Government’s operational costs due to water bowsing have increased to P13 million per month from P6 million per month before the Covid-19 pandemic.
The Ministry of Land Management, Water and Sanitation Services put in measures such as reconnection of all owing customers, suspension of disconnections country-wide which resulted in declining revenue collections, decreased financial input and unsustainable water supply.
Minister for Land Management, Water and Sanitation Services, Kefentse Mzwinila told Parliament that an emerging issue such as the COVID-19 pandemic poses serious challenges as the control of the virus requires reliable water supply. He said as an effort to mitigate the challenge, the Ministry is undertaking extensive bowsing throughout the country which included the provision of additional capacity for supplementary bowsing to areas with pervasive water shortages, plus an additional 41 un-gazetted settlements.
“A great need exists for refurbishment and expansion of reticulation networks to at least minimise the leakages and water losses,” said Mzwinila.
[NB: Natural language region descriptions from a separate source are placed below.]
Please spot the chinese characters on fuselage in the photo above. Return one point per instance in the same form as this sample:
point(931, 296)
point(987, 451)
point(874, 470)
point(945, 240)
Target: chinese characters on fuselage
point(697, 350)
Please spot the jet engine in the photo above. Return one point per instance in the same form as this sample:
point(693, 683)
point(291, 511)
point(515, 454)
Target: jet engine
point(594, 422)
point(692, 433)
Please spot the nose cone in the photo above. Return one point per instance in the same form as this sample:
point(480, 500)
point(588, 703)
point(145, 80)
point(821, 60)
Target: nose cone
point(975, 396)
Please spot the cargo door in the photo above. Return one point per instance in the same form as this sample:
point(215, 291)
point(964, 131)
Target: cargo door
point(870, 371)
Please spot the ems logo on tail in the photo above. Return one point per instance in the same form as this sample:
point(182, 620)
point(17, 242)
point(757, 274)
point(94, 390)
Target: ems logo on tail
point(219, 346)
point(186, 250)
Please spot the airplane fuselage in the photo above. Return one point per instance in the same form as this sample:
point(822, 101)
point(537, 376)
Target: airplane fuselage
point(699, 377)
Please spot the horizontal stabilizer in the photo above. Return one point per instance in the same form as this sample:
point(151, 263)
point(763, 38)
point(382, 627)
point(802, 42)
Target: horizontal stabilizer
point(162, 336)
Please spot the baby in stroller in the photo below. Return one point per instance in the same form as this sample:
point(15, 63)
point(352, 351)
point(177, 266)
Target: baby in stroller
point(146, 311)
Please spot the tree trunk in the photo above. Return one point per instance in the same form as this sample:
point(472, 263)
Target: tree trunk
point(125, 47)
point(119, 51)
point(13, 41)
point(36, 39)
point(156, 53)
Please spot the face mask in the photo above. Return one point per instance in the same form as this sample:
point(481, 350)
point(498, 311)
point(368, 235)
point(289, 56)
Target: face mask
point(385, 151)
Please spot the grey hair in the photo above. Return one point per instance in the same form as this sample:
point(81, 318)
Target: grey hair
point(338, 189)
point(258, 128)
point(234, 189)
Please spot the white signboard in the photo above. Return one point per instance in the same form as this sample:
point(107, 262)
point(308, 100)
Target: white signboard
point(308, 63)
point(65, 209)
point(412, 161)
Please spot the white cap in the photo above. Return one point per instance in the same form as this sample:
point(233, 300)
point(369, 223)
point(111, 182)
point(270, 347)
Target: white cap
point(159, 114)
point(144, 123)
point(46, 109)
He stated that it is the responsibility of the Ministry to make sure all the available water resources together with existing infrastructure are kept safe from any form of damage, misuse and pollution. He said it is therefore crucial to manage their water in an integrated approach, invest in inclusive sanitation management and monitor the water from resources to the tap and vice versa.
He believes that international cooperation on water also remains a key role of the Ministry to create a friendly environment with other riparian states in order to promote proper management and access to transboundary water resources for the common goal of all member states.
“Our future water security is dependent on getting access to water resources which are outside the country,” he stated.
Mzwinila also stated that Botswana is already challenged by scarcity of naturally occurring water resources due to the aridity of the country. He said together with the challenges caused by climate variability and uncertainty, growing demand due to population and economic growth, the natural water scarcity creates persistent water shortages. He stated that the sparse population distribution together with spatial mismatch between water resources and water demand centres requires expensive inter-basin transfer schemes and conveyance pipelines. He said the schemes also require construction of numerous pump stations, treatment plants and storage tanks across the country.
“Through the support of the World Bank Loan the Ministry is implementing various initiatives under the Botswana Emergency Water Security and Efficiency (BEWSE) project,” said Mzwinila.
He further stated: The most notable are the National Integrated Water Resources Management and Water Efficiency Plan of 2013 and the institutional strengthening and capacity building of the water sector. He added that the Ministry has also commenced procurement of groundwater and surface water monitoring equipment. He said the equipment will be used to enhance the reliability and coverage of hydro-meteorological monitoring network.
Mzwinila stated that the network is meant to facilitate knowledge-based decision making in the planning and management of water resources.